# Baseline Code for MAG240M

The code is ported from the R-GAT examples [here](https://github.com/snap-stanford/ogb/tree/master/examples/lsc/mag240m). Please refer to the [OGB-LSC paper](https://arxiv.org/abs/2103.09430) for the detailed setting.

## Installation Requirements

```
ogb>=1.3.0
torch>=1.7.0
```

## Running Preprocessing Script

```
python preprocess.py \
    --rootdir . \
    --author-output-path ./author.npy \
    --inst-output-path ./inst.npy \
    --graph-output-path ./graph.dgl \
    --graph-as-homogeneous \
    --full-output-path ./full.npy
```

This will give you the following files:

* `author.npy`: The author features, preprocessed by averaging the neighboring paper features.
* `inst.npy`: The institution features, preprocessed by averaging the neighboring author features.
* `graph.dgl`: The *homogenized* DGL graph stored in CSC format, which is friendly for neighbor sampling.
  Edge types are stored on the edges as an `int8` feature.  Nodes are in the order of author, institution,
  and paper.
* `full.npy`: The concatenated author, institution, and paper features.

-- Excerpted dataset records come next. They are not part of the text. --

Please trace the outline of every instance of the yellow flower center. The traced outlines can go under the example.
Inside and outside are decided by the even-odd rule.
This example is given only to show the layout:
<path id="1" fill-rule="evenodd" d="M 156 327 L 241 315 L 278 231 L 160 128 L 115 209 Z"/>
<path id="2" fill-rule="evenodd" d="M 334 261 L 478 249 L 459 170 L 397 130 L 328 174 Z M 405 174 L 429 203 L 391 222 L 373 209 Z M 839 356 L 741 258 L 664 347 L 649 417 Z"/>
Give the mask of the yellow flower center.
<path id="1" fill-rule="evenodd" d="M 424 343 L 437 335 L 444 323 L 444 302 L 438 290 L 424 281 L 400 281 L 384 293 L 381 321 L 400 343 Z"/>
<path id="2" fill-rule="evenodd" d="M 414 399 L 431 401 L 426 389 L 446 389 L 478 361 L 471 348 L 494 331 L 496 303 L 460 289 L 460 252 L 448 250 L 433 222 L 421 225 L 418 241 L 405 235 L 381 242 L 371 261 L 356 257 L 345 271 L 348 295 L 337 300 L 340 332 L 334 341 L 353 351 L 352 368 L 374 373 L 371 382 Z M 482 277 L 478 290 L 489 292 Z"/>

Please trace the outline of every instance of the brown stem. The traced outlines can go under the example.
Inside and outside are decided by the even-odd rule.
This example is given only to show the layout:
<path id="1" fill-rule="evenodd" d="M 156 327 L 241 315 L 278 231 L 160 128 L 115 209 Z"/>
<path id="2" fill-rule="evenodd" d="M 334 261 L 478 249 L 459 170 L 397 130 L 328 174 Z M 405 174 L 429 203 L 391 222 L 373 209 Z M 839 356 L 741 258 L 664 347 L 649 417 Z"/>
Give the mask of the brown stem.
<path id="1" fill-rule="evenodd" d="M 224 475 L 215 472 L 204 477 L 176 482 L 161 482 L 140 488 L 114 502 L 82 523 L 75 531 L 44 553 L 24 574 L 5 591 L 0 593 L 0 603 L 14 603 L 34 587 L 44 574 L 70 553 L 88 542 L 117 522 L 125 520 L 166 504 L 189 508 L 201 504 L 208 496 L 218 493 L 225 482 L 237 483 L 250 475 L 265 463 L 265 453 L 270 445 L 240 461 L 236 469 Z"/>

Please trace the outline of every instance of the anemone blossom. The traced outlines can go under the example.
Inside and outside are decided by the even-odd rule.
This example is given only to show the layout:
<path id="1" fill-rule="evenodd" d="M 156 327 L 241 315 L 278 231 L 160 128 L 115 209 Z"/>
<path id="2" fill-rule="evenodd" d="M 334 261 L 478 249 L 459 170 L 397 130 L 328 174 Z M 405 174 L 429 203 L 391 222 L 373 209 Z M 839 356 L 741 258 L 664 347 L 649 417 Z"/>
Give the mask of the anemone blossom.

Since that will usually take a long time, we also offer the above files for download:

* [`author.npy`](https://dgl-data.s3-accelerate.amazonaws.com/dataset/OGB-LSC/author.npy)
* [`inst.npy`](https://dgl-data.s3-accelerate.amazonaws.com/dataset/OGB-LSC/inst.npy)
* [`graph.dgl`](https://dgl-data.s3-accelerate.amazonaws.com/dataset/OGB-LSC/graph.dgl)
* [`full.npy`](https://dgl-data.s3-accelerate.amazonaws.com/dataset/OGB-LSC/full.npy)

In addition, we offer

* [`full_feat.npy`](https://dgl-data.s3-accelerate.amazonaws.com/dataset/OGB-LSC/full_feat.npy): The preprocessed full feature matrix
  for running OGB's own baseline. Note that the features are concatenated in the order of paper, author, and
  institution, unlike the one in our baseline code.  It is also preprocessed in float32 arithmetics instead
  of float16 arithmetics.

## Running Training Script

```
python train.py \
    --rootdir . \
    --graph-preprocess-path ./graph.dgl \
    --full-preprocess-path ./full.npy
```

The validation accuracy is 0.701.  We do not have ground truth test labels so we do not report
test accuracy.

## Hardware configurations

We successfully run 8 experiments in parallel on an AWS p4d.24x large instance with the preprocessed feature
matrices stored on an NVMe SSD to enable fast disk read.  Each experiment requires less than 128GB CPU
memory and less than 12GB GPU memory to run.  Every epoch takes around 6 minutes 30 seconds to train and
1 minutes 40 seconds to validate.

If your hard drive is slow, it is best to load all the features into memory for a reasonable training speed.
The CPU memory consumption will go up to as large as 512GB though.